Urkullu y Sánchez, obligados a entenderse en el País Vasco y Madrid

El candidato a la presidencia del País Vasco por el PNV, Iñigo Urkullu atiende a los medios la tarde del domingo electoral.
El candidato a la presidencia del País Vasco por el PNV, Iñigo Urkullu atiende a los medios la tarde del domingo electoral.
LUIS TEJIDO / EFE

Con más del 99% escrutado, el lehendakari saliente y actual candidato a la presidencia del gobierno vasco por el PNV, Iñigo Urkullu se ha impuesto en las elecciones autonómicas del País Vasco con 31 escaños y rozando el 40% de los votos, un resultado que mejora en dos escaños el obtenido por la formación nacionalista en 2016 pero que queda lejos de los 38 necesarios para gobernar sin socios.

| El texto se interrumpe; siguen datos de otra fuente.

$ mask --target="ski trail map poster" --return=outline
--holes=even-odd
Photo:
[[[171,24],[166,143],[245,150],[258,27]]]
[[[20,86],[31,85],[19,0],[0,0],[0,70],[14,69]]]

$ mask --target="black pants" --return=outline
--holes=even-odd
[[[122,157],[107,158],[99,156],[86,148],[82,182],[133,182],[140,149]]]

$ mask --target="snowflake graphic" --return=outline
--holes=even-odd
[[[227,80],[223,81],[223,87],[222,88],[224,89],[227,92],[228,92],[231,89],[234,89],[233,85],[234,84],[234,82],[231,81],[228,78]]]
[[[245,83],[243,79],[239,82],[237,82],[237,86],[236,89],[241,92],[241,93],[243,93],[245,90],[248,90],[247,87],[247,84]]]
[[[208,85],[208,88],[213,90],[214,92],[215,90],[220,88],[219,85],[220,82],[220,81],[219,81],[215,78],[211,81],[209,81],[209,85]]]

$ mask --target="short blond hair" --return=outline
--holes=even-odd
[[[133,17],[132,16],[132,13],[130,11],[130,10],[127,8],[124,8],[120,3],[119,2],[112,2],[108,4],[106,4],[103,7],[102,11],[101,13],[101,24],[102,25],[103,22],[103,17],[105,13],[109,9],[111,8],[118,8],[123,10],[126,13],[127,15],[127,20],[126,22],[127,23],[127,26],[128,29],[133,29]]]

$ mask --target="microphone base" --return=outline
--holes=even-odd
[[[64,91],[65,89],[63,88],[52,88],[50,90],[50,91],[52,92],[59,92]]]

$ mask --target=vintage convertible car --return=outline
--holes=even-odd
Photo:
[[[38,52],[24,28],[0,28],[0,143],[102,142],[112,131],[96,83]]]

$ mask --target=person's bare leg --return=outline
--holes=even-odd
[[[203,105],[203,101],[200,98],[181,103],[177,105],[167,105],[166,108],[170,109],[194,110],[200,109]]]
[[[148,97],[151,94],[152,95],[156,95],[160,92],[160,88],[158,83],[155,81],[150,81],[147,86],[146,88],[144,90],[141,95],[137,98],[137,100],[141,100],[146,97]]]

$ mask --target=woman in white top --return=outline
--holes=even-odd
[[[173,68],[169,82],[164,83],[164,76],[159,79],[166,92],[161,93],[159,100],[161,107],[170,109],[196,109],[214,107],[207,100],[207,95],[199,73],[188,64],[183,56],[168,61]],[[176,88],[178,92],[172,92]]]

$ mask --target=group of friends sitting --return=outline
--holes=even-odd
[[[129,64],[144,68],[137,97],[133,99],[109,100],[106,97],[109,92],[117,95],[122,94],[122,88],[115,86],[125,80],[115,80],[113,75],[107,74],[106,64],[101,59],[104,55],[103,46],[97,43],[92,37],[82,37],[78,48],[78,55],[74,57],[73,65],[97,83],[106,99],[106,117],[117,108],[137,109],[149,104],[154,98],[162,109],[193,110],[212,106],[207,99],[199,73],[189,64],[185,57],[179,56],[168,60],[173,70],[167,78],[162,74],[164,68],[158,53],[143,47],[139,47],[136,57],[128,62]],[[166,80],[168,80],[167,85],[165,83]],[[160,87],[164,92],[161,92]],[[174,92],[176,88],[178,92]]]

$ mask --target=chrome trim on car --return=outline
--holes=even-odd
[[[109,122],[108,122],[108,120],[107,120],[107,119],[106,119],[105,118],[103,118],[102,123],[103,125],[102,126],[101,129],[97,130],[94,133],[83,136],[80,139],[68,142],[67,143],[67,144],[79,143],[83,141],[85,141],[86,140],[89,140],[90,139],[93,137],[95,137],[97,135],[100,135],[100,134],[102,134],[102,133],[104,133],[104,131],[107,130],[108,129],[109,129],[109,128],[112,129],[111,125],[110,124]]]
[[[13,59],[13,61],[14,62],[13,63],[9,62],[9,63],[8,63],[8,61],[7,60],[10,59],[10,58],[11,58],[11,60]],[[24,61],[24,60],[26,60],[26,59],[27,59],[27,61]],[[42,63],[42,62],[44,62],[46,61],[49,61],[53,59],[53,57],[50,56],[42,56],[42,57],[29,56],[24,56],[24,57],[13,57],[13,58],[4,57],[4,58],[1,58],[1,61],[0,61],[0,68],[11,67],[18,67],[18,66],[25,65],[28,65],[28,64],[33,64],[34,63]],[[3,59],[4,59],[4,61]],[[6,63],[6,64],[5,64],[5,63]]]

El dictamen de las urnas obliga al PNV a buscar apoyos para lograr la investidura y todas las miradas están puestas en el PSOE, partido con el que han gobernado conjuntamente estos cuatro últimos años en la comunidad vasca y a quienes facilitaron la presidencia del Gobierno central con el voto favorable de sus seis diputados.

Por tanto PSOE y PNV están condenados a entenderse tanto en Madrid como en el Vitoria (sede del Parlamento vasco) para lograr sus objetivos, máxime cuando los socialistas necesitan apoyos para sacar adelante unos Presupuestos Generales del Estado cruciales para hacer frente a la reconstrucción económica tras las duras consecuencias causadas por la pandemia en la economía.

La formación nacionalista dio su apoyo al Gobierno en las siete votaciones sobre el estado de alarma que se han celebrado en el Congreso, pero el acercamiento del PSOE a Ciudadanos para sacar adelante las dos últimas prórrogas generó cierta inquietud en las filas del PNV, que ven a Ciudadanos como una fuerza antagónica a sus intereses.